Because the Irvine Co. wasn't using the land, Smith said, instead of tossing out the squatters, her grandfather started charging them rent.
Others used Crystal Cove too. Until the mid-'60s, beginning on Memorial Day, people planted large tents on the beach and stayed all summer.
"The beach was wall-to-wall tents," Livermore recalled.
At one time, residents did buy the cottages and paid rent on the land. Livermore said he paid a little less than $5,000 for his cottage. But when the state bought the land in 1979, it also took title to the houses, residents said.
Some are tiny, beaten-up hovels with showers outside. Others have been converted from the original squatters' shacks to comfortable, two-story homes with garages, satellite dishes and hot tubs.
The ramshackle exteriors of some cottages often belie the modern decor inside. From the outside, a cottage, pockmarked from the salt air, may look as if the next storm will blow it away. Look inside, and there is a modern kitchen, a polished wood floor and furniture that goes well beyond beat-up beachcomber. Out back you might find an outdoor bar.
These houses have been passed down from generation to generation, and in some cases, it is the great-grandchildren of the original residents who gaze out their windows to watch the dolphins swim past. The cottages have been in the families so long that residents invariably use the word "own" when talking about them, although they all rent from the state.
"It's very dear to us," said Sara Shatford, whose family has rented its house for 44 years. "Everybody who has grown up there feels it's part of their background."
With the tenants gone, the state hopes to replace aging septic tanks, and to determine other infrastructure needs in Crystal Cove.
Still to be determined is what will happen to the cottages now that a plan to turn them into a luxury resort has been scotched.
The Crystal Cove Residents Assn. has put on hold its lawsuit to have the evictions declared illegal, and their attorney said they are willing to move if there is an acceptable plan for restoring the cottages, which are listed in the National Register of Historic Places.

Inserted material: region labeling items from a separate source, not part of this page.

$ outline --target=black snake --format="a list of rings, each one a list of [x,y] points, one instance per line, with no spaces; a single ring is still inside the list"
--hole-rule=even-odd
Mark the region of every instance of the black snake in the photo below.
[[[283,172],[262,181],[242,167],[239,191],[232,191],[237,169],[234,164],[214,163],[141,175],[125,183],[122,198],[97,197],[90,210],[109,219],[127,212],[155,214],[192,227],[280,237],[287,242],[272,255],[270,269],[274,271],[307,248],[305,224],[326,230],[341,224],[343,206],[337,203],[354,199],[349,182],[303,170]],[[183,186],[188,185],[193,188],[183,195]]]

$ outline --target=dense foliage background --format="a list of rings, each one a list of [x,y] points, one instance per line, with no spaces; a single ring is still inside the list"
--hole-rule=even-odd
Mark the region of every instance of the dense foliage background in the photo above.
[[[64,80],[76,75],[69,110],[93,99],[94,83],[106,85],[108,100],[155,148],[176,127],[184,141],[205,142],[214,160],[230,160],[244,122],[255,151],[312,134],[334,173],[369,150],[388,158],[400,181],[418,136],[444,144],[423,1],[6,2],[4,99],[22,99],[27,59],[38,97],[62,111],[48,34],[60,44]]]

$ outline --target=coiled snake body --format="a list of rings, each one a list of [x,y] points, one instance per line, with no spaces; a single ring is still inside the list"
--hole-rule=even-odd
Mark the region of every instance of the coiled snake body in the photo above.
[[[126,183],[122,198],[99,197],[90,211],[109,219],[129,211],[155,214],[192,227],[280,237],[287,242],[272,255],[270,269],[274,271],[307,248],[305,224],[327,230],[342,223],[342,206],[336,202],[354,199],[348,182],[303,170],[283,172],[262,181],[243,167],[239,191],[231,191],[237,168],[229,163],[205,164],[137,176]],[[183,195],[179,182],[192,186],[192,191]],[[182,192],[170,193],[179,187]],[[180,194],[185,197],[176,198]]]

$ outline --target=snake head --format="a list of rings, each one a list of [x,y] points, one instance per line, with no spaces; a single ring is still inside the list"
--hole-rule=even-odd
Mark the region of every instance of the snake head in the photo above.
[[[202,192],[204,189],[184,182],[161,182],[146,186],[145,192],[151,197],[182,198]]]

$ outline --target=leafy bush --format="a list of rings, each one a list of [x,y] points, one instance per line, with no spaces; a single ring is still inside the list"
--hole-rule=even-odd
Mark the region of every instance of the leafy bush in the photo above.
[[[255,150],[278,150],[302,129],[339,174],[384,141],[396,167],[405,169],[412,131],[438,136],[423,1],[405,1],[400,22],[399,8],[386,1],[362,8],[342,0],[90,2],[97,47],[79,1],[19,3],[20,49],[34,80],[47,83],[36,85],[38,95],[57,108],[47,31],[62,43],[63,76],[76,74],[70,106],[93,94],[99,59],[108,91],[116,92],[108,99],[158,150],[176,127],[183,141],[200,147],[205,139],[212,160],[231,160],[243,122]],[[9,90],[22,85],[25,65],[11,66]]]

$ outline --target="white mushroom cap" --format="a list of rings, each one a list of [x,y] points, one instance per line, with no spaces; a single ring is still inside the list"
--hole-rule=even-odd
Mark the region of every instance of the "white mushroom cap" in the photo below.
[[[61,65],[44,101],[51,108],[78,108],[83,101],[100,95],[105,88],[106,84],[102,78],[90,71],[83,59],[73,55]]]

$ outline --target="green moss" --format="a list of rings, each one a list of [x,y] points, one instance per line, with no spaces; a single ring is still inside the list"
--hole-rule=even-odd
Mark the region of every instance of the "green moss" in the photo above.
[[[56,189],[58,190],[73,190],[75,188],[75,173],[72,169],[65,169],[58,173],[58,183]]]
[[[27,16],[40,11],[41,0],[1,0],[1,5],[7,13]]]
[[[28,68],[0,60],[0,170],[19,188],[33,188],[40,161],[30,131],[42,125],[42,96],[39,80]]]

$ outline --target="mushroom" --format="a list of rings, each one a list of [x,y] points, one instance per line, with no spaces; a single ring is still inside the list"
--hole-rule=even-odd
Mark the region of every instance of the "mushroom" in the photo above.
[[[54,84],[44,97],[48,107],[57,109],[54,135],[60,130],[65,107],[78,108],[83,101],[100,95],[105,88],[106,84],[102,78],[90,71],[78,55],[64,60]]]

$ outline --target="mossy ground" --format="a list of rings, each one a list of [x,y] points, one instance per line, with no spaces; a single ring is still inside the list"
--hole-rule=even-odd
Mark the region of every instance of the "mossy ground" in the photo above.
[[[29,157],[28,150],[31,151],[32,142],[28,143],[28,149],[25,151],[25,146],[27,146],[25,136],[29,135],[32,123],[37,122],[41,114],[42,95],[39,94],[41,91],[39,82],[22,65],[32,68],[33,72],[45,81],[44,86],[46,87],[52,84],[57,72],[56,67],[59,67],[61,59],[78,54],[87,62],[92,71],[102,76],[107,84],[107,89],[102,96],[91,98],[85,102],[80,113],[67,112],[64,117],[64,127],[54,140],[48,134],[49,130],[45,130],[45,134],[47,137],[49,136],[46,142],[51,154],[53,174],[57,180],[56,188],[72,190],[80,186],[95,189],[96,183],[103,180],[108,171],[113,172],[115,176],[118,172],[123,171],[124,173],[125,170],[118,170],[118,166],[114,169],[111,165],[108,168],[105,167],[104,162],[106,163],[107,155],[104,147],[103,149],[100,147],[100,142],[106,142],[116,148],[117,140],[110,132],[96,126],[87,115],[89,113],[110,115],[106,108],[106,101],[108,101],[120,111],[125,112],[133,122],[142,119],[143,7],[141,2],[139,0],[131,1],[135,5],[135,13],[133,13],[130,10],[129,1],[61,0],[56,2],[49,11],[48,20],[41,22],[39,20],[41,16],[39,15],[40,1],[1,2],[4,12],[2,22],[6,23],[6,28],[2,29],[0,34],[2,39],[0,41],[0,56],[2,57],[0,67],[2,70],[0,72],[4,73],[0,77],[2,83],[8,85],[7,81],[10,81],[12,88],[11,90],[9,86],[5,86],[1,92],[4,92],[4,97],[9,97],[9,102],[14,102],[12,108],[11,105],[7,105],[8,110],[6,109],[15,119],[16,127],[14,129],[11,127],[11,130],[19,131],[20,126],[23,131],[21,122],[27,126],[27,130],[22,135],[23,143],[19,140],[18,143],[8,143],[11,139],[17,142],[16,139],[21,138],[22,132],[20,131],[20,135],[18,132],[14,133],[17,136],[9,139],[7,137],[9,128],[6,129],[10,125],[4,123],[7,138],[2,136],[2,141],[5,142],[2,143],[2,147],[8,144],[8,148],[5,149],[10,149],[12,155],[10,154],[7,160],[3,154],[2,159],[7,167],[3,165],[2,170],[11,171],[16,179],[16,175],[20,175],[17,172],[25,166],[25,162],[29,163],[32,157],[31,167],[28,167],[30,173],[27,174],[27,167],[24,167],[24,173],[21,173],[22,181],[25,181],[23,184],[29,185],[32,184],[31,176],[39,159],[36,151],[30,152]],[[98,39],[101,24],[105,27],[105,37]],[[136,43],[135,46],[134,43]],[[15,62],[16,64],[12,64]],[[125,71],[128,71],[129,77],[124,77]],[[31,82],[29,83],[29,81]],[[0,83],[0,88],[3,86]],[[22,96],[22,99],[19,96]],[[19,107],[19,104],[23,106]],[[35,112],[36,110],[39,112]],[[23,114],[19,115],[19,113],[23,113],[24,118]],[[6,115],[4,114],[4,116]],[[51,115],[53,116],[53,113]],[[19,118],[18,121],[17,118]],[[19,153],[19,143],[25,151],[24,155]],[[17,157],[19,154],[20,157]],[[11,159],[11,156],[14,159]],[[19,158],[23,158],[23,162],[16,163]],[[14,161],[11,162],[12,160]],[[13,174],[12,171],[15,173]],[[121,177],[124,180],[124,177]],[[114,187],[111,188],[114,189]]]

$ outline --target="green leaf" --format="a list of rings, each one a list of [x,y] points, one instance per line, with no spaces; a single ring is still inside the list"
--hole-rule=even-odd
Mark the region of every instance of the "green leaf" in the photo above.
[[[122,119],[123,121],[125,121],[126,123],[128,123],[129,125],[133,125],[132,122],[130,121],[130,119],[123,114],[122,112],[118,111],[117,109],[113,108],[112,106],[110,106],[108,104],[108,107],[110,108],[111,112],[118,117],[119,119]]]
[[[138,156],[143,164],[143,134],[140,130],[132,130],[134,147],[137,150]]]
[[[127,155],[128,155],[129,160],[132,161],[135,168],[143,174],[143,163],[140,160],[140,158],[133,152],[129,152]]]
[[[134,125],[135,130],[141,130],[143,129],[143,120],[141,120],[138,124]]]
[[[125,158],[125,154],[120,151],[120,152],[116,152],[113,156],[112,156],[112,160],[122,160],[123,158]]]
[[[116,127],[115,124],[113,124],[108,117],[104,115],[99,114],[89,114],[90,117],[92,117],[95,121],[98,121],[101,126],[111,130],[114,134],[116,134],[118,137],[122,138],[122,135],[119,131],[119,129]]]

The state Department of Recreation and Parks continues to insist the tenants are out, unless legal action forestalls the move.
The recent events are just the latest skirmish between the Crystal Cove tenants and the state, a fight that began when the Irvine Co. sold the land to California for $32.5 million. The tenants have been threatened with eviction so many times, that it's almost life as usual. This time, though, they seem resigned that their time is coming to an end.
"They've been throwing us out for so many years, I assumed it was going to happen," said John T. McGraw, who has been coming to
Crystal Cove since his mother-in-law bought a house in 1940.
Others aren't so matter-of-fact.
"What am I going to do?" mourned one 76-year-old female resident who requested anonymity. "Die. My life is over."